Sebuah aplikasi ponsel yang memungkinkan orang menggunakan toilet pribadi warga dengan bayaran tertentu diujicobakan di festival Mardi Gras New Orleans.

AirPnP, yang diilhami oleh AirBnB, sebuah layanan untuk menyewakan properti pribadi warga kepada turis, mengatakan menawarkan "alternatif legal" untuk buang air kecil di tempat umum.

Pengguna bahkan dapat menilai seberapa menyenangkan "pengalaman buang air kecil" mereka lewat aplikasi tersebut.

Pencipta aplikasi ini mengatakan ia mendapat ide ketika kesulitan mencari toilet umum saat menghadiri festival Mardi Gras.

"Saat Mardi Gras pengunjung selalu mengalami kesulitan buang air secara legal," kata Airpnp di laman keterangan mereka.

"Masalah ini kerap dipecahkan dengan melakukan apa yang dikenal sebagai "buang air sembarangan."

Ada yang mengiklankan "surga porselen"

"Jika ketahuan, pelaku bisa dipenjara sepanjang akhir pekan di Penjara Orleans. Namun penalti ini tidak menghentikan ribuan orang untuk kencing sembarangan. Jelas hal ini membutuhkan solusi alternatif legal."

Hampir 2.000 orang telah mendaftar untuk menggunakan aplikasi ini. Saat berita ini diturunkan, daftar toilet yang bisa dipakai sudah bertambah menjadi 20 toilet.

Semua terletak di New Orleans, kecuali satu toilet yang berlokasi di Budapest, Hongaria.

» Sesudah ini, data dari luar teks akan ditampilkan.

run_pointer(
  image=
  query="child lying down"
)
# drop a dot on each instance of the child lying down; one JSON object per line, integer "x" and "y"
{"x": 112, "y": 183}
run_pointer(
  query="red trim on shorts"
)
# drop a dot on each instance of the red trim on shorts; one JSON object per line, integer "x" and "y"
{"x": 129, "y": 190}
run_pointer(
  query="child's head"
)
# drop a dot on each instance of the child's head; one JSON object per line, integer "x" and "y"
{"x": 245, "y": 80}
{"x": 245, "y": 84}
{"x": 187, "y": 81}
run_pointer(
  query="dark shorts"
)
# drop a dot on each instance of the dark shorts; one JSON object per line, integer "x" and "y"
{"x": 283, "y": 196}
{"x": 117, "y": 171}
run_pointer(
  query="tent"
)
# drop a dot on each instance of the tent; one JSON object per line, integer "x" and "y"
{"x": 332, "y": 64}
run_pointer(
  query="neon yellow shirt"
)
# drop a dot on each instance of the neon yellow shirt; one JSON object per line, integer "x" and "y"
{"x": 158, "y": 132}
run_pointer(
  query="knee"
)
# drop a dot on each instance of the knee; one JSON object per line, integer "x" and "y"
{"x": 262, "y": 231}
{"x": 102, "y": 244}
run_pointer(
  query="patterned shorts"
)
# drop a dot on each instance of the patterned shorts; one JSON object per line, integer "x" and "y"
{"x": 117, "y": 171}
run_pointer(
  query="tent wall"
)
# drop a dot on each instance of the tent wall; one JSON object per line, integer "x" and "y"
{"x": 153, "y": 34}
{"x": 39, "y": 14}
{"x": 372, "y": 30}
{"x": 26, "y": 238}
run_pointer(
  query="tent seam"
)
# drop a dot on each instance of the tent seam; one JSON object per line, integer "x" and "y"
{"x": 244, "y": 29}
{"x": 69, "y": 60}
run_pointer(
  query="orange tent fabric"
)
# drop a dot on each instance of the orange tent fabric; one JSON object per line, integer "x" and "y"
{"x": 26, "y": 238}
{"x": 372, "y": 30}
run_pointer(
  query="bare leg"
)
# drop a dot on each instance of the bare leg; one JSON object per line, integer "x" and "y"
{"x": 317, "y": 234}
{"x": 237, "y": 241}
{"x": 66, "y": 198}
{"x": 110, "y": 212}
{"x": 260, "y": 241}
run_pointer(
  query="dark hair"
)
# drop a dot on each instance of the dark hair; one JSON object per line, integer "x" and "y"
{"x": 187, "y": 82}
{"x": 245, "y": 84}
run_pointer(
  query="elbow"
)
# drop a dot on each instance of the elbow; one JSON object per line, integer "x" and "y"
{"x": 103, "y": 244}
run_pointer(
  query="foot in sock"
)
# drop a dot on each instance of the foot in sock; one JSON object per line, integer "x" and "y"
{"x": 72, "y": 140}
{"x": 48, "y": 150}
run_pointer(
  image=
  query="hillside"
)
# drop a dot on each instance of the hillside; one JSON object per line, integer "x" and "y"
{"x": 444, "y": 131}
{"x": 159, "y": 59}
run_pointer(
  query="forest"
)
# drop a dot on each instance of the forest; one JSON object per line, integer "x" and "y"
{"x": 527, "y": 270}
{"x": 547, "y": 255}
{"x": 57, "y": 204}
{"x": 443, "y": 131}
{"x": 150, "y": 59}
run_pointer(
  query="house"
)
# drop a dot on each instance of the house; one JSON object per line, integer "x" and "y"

"Kamar mandi bersih di rumah kami yang terletak di tengah kota," tulis seorang warga yang mengiklankan toilet mereka.

"Kertas toilet dan sabun pencuci tangan disediakan. Cermin besar untuk memeriksa penampilan anda."

Sebuah iklan toilet lain menawarkan "surga porselen" di rute pawai Mardi Gras dengan bayaran US$3 (Rp34 ribu per kunjungan).